For the year ended 31st May 2011, the firm posted a pre-tax loss of £328,932, which compares to a loss of £296,288 a year earlier, as turnover fell by 9.29% to £6.15 million. This was after the firm was hit by the non-renewal of its NHS contract at the Liverpool Street walk in centre. While this financial performance is disappointing, the aggregate savings arising from all of the company’s subsequent actions are expected to amount to at least £800,000 on an annualised basis. The balance sheet remained strong at the period end, with net cash of £1.27 million and net assets of £2.16 million.

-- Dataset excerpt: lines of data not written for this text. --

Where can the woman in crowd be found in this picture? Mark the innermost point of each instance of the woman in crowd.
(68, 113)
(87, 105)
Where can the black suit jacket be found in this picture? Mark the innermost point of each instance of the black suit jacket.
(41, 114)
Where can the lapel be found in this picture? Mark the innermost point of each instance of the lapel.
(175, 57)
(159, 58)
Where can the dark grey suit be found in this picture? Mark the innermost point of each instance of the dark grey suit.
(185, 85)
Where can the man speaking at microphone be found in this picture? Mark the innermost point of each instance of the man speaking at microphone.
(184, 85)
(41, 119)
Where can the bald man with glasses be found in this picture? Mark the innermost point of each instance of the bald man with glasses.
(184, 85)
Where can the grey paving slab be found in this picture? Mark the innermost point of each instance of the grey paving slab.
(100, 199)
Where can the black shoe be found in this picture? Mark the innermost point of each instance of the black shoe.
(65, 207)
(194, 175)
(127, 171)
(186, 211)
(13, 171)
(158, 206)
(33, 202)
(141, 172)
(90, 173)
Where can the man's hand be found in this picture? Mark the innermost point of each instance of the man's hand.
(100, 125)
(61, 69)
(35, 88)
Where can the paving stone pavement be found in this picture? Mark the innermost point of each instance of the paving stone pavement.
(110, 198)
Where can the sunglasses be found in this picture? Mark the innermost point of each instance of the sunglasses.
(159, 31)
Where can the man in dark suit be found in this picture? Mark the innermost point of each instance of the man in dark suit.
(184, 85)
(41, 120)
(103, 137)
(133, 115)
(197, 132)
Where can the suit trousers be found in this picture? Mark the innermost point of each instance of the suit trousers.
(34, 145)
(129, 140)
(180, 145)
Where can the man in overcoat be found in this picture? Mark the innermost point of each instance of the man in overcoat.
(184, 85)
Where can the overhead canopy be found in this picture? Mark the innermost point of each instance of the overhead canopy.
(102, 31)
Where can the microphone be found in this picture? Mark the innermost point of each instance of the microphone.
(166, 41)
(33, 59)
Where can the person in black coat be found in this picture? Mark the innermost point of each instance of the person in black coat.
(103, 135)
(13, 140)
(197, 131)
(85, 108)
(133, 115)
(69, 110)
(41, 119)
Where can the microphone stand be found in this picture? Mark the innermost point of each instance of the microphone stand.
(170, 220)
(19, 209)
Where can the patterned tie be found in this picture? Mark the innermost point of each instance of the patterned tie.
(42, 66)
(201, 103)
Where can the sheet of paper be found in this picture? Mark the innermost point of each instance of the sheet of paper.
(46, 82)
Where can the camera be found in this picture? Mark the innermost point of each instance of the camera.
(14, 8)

Currently trading at 17.25p, General Medical Clinics is capitalised at £2.9 million. It is positive to hear that revenues are growing but we question the company’s decision to issue a dividend after making a loss for two years in a row, despite the strong cash position. We believe that the cash should be used to improve the business, rather than rewarding shareholders for the group’s poor financial performance. Despite this, we continue to see GenMed as a well run company but we would like to see further signs of improved operational performance before upgrading our stance. Avoid for now.